The Guadeloupe ameiva (Pholidoscelis cineraceus) was a species of Teiidae lizards that was endemic to Guadeloupe. It is known from specimens collected by early European explorers. The fossil record shows that it once ranged across Guadeloupe, La Désirade, Marie-Galante, and Îles des Saintes, but in most recent times it was restricted to Grand Ilet, just offshore of Petit-Bourg. It was last recorded in 1914. Its extinction likely occurred when this area was decimated by a hurricane in 1928. The Guadeloupe ameiva was reported as a ground-dwelling lizard.
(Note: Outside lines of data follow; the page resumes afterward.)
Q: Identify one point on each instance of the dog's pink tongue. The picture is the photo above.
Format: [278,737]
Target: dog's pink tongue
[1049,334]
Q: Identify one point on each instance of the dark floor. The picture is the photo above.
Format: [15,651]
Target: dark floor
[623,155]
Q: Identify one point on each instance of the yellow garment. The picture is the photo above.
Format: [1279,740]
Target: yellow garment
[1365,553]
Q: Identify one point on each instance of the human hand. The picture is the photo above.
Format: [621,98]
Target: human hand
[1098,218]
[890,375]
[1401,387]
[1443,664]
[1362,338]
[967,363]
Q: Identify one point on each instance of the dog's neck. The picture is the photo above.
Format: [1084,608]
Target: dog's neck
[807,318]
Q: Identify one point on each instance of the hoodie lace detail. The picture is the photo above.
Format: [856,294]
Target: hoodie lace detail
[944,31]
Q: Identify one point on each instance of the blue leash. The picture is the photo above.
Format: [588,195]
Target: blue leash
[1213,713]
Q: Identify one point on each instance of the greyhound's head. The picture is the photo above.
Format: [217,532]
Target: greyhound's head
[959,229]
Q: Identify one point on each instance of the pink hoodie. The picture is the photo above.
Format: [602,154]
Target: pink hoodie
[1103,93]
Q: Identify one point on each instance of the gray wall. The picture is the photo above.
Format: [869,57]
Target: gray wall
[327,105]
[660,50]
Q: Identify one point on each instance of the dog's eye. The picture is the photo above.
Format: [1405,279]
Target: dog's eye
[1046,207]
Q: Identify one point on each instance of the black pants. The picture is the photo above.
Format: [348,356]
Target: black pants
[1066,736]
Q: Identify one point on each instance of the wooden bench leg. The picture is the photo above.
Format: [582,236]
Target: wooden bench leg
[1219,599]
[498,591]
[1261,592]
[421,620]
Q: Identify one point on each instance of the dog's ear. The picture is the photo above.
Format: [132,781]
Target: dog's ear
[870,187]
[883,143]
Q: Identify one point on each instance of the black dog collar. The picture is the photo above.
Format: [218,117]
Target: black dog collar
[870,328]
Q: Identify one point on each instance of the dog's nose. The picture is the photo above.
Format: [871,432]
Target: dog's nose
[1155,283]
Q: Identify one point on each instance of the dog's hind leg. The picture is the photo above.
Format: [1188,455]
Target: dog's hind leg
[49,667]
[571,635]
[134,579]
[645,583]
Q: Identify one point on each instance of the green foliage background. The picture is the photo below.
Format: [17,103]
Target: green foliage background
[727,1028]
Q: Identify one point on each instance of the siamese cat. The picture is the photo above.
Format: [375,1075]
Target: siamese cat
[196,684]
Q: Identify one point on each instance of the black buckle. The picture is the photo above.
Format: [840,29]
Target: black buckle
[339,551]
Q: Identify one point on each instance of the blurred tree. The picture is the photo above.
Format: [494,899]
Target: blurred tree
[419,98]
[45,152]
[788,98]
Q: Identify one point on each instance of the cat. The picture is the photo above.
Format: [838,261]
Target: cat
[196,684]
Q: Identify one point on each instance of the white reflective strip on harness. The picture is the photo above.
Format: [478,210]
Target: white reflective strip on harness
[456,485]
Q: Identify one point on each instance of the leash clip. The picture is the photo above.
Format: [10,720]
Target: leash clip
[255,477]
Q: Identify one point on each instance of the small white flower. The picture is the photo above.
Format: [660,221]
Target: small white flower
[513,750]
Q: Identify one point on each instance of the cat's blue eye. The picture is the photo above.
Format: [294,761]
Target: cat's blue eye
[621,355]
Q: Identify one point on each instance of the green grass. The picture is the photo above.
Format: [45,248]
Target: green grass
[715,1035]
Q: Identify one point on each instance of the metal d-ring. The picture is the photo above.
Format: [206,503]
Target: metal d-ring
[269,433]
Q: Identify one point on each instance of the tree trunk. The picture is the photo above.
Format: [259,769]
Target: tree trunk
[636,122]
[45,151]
It fed on plants and carrion (including dead individuals of its species).

==Taxonomy==
The Guadeloupe ameiva described in 1915 as Ameiva cineracea. The type locality is Grand Ilet offshore of Petit-Bourg on the east coast of Basse-Terre, Guadeloupe. In 2016, the species was moved to Pholidoscelis based on genetic sequencing and phylogenetic analyses.